## Compare DataFrames A & B to find rows in A only, in B only and in both A & B or vice versa ("difference & overlap")

2022-02-07 Developed by frank-yifei-wang@GitHub  ([GitHub repo](https://github.com/frank-yifei-wang/python-dataframe-diff-overlap/))

### Prep & read data lists

In [1]:
import pandas as pd

In [2]:
df_A = pd.read_csv("A.csv")
df_B = pd.read_csv("B.csv")

### Set id column to compare on and do quick checks

In [3]:
id_col = "id"  # Specify the id column to compare on

In [4]:
df_A.equals(df_B)

False

In [5]:
df_A.shape

(4, 3)

In [6]:
df_B.shape

(4, 4)

In [7]:
len(pd.unique(df_A[id_col]))

3

In [8]:
len(pd.unique(df_B[id_col]))

4

### Cross-compare to find ids of records in A only, in B only and in both A and B

In [9]:
id_A = set(df_A[id_col])
id_B = set(df_B[id_col])

id_A_only = id_A.difference(id_B)       # Find ids in A only but not in B ("A diffs B")
id_B_only = id_B.difference(id_A)       # Find ids in B only but not in A ("B diffs A")

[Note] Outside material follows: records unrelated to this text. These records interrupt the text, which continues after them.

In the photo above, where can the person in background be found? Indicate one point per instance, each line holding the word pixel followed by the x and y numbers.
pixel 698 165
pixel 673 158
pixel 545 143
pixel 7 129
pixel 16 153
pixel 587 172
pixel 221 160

id_A_B_both = id_A.intersection(id_B)   # Find ids in A and in B as well ("A overlaps B")
id_B_A_both = id_B.intersection(id_A)   # Find ids in B and in A as well ("B overlaps A")

In [10]:
# Can convert the id_cols to str type and zero-pad for nicer look, but then they won't match the original dfs unless dfs are also zero-padded
# import numpy as np
# id_A = set(df_A[id_col].astype(np.int64).astype(str).str.zfill(13).unique())
# id_B = set(df_B[id_col].astype(np.int64).astype(str).str.zfill(13).unique())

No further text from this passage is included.